$SO(3)$ denotes the special orthogonal group, which is the (open) subset of $O(3)$ on which the determinant is one.
I have shown that every element of $SO(3)$ fixes a line in $\mathbb{R}$ pointwise and then $SO(3)$ is connected.
Also, suppose $f:G\rightarrow H$ is a smooth map of Lie groups such that $f(g_1g_2) = f(g_1)f(g_2)$ for all $g_1, g_2 \in G$ (this is called a Lie group homomorphism). Then I proved that the derivative $df_g$ has constant rank.
I am stuck at the question: Consider the map $f: S^3 \rightarrow SO(3)$ given by $r \in S^3$ maps to the element $f(r) \in SO(3)$ such that $f(r)(q) = rqr^{-1}$ for $q \in \mathbb{R}$, thought of as a purely imaginary quaternion. Show that this is a Lie group homomorphism, and compute $df_1: TS^3_1 \rightarrow TSO(3)_I$.

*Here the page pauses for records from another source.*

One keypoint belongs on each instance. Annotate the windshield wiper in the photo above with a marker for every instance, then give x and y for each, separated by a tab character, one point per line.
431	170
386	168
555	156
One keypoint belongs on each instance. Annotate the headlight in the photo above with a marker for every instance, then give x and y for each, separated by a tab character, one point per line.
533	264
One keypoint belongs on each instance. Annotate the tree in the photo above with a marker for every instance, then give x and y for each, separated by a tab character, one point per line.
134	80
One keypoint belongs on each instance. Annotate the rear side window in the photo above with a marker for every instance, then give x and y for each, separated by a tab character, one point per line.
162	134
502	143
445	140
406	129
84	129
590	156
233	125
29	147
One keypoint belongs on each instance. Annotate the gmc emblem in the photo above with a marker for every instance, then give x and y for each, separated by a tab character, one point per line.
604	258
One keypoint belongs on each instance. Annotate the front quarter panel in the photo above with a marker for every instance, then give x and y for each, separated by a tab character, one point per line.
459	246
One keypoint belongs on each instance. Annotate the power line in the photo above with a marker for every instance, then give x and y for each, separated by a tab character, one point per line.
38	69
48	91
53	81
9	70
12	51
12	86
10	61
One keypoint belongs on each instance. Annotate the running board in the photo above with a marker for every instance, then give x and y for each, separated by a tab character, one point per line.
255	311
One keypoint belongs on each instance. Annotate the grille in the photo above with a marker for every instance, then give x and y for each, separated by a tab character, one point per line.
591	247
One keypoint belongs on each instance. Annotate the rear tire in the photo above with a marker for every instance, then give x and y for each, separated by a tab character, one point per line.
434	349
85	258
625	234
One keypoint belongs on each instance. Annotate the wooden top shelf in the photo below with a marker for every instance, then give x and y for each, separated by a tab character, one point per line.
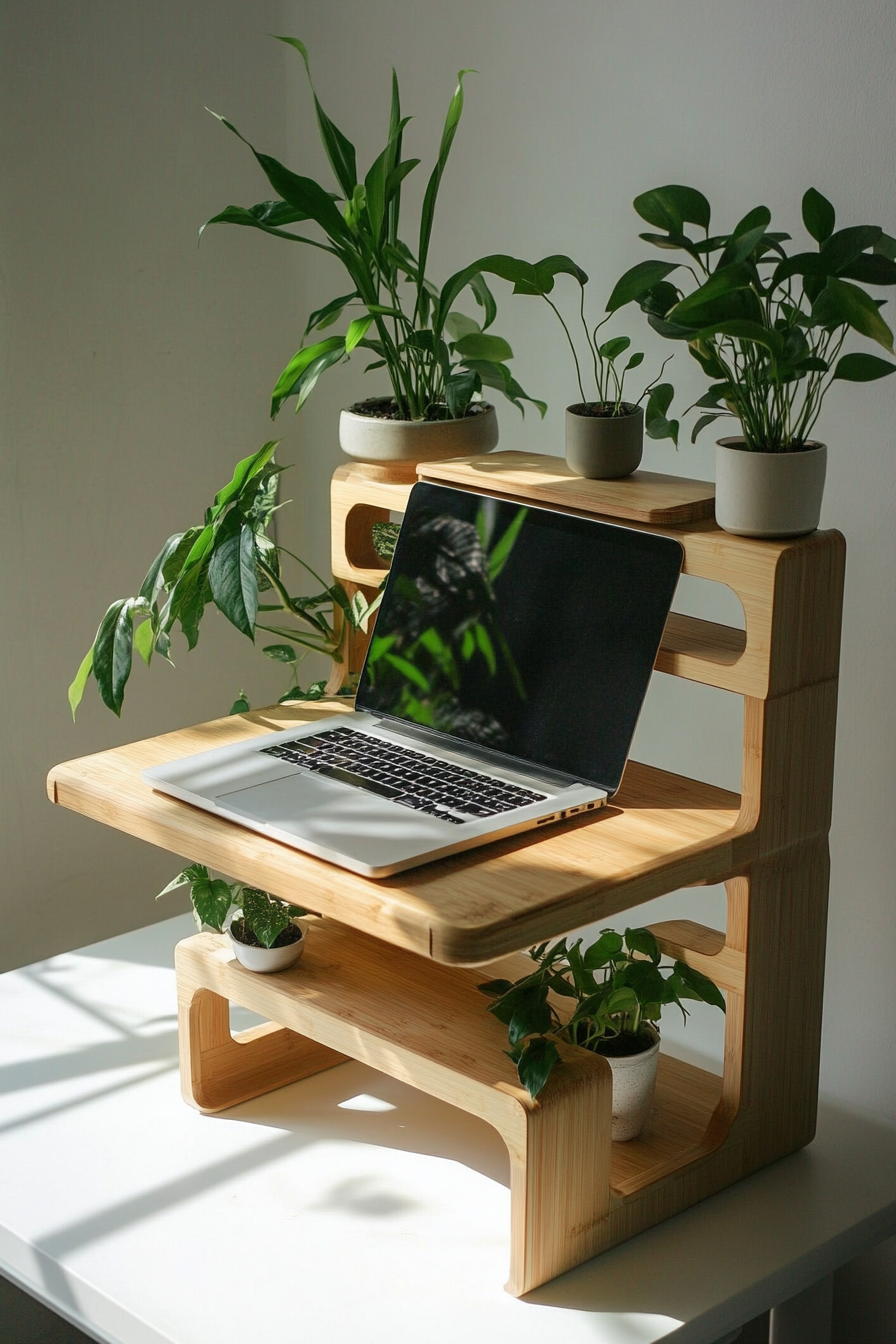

I am given then Hint: $TS^3_1$ is identified with the purely imaginary quaternions as it sits in $\mathbb{R}^4$ and $TSO(3)_I$ is identified with the skew-symmetric $3\times 3$ matrices as it sits in $GL_3(\mathbb{R})$.
More specifically, I am confused with these questions:
1, What is the explicit form of $r^{-1}$? I used $r^*/\|r\|^2$, where $r^* = a -bi-cj-dk$. But then it becomes cumbersome during the computation.
2, I am aware of that quaternions are not really 4-dim since it is bounded on the unit sphere. So should it be 9 x 3 matrix other than 4 x 9? Also, f is 9 dimensional, so df should be 9 columns, right?